Interpretation: In conclusion, irrespective the parasite load, Pf-infections by MB induce stronger signs and symptoms of inflammation compared to CHMI by BS infection. The pathophysiological basis remains speculative but may relate to induced immune tolerance.

Funding: The trial was supported by PATH's Malaria Vaccine Initiative; the current analyses were supported by the AMMODO Science Award 2019 (TB).

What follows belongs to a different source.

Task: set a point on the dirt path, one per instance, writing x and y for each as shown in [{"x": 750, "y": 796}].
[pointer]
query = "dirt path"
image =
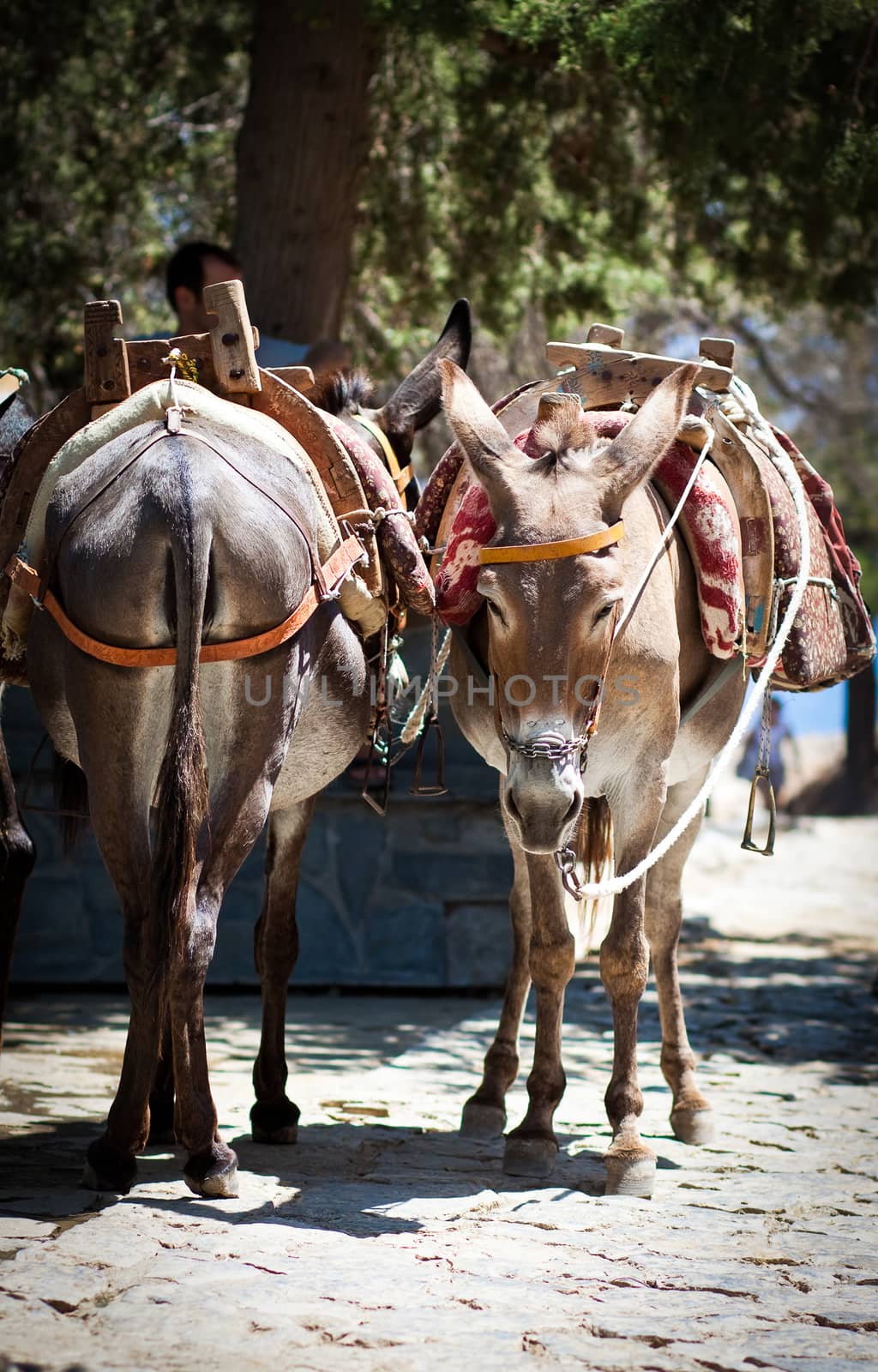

Keywords: Controlled Human Malaria Infection; Inflammation; Malaria; Plasmodium falciparum; Tolerance.

Figure 1

Schematic study design and course of parasitaemia. Malaria naïve volunteers were challenged by either bites of 5 infected mosquitoes or by injection with ∼2,800 infected red blood cells, both with the Pf 3D7 isolate. Following mosquito bite, Pf sporozoites first invade liver cells, within which they undergo schizogony over the course of ∼7 days before releasing a first wave of blood-stage parasites into circulation, which subsequently commence cyclical asexual blood-stage multiplication (blue curve). Following inoculation of infected red blood cells, in contrast, blood-stage multiplication commences immediately (red curve). Both curves represent schematic blood-stage parasite density in peripheral venous blood on a log-scale; the apparent wave-like pattern of parasitaemia observed in peripheral blood is due to sequential sequestration of mature blood-stage schizonts in the vasculature and subsequent release of next-generation parasites into peripheral circulation in the course of each multiplication cycle. Volunteers infected by mosquito bite (MB, n=12) received treatment (T, dashed lines) when parasitaemia reached 5,000 parasites/mL, or earlier if safety criteria were met. One subject received treatment at day 10•3 due to thrombocytopenia; this subject was included in all analyses. Volunteers who received a blood stage inoculum (BS, n=12) were all treated presumptively on day 8 post-challenge. PBMC sampling time points are indicated with arrows and days relative to challenge infection (C+#).

Figure 2

Asexual parasitaemia per study group. a) Peak asexual parasite density in mosquito bite group (MB, n=12, blue circles) and blood stage-infected subjects (BS, n=12, red squares). b) Area under the curve (AUC) asexual parasite density over time. Error bars present median with interquartile range. P-values by Mann-Whitney U test.

Figure 3

Adverse events and inflammaotry parameters per study group. a) Absolute number of severe adverse events per subject. b) Median duration in days of severe adverse events per subject in days. Bullets in a+b represent individual subjects infected by mosquito bite (MB, blue circles) or blood-stage inoculation (BS, red squares); bar and whiskers represent median and IQR; p-values for difference between groups by Mann-Whitney-U. c) Body temperature (tympanic). d) C-reactive protein concentrations. e) Serum IFN-γ concentrations. f) Serum IL-6 concentrations. Figures c-f show median values for MB (blue circles) and BS (red squares), with error bars for IQR. Dotted lines represent threshold for normal values. Time points are indicated as days relative to challenge infection (C+#) or treatment (T+#). Asterisks indicate a significant difference between inoculation groups at a given time point (p<0•05, Mann-Whitney U).

Figure 4

In vitro stimulation of γδ T-cells. The proportion of IFNγ+ γδ T-cells after in vitro stimulation with PfRBCs. Figures show values for individual mosquito bite infected- (MB, blue circles, n=12) or blood-stage infected subjects (BS, red squares, n=12) at baseline (one day before challenge C-1) and respectively day 9 or day 7 post-challenge (C+9, C+7); values corrected for proportions of IFNγ+ cells stimulated with uninfected RBCs (range 0·25 - 8·14 %). P-values by Wilcoxon signed-rank test.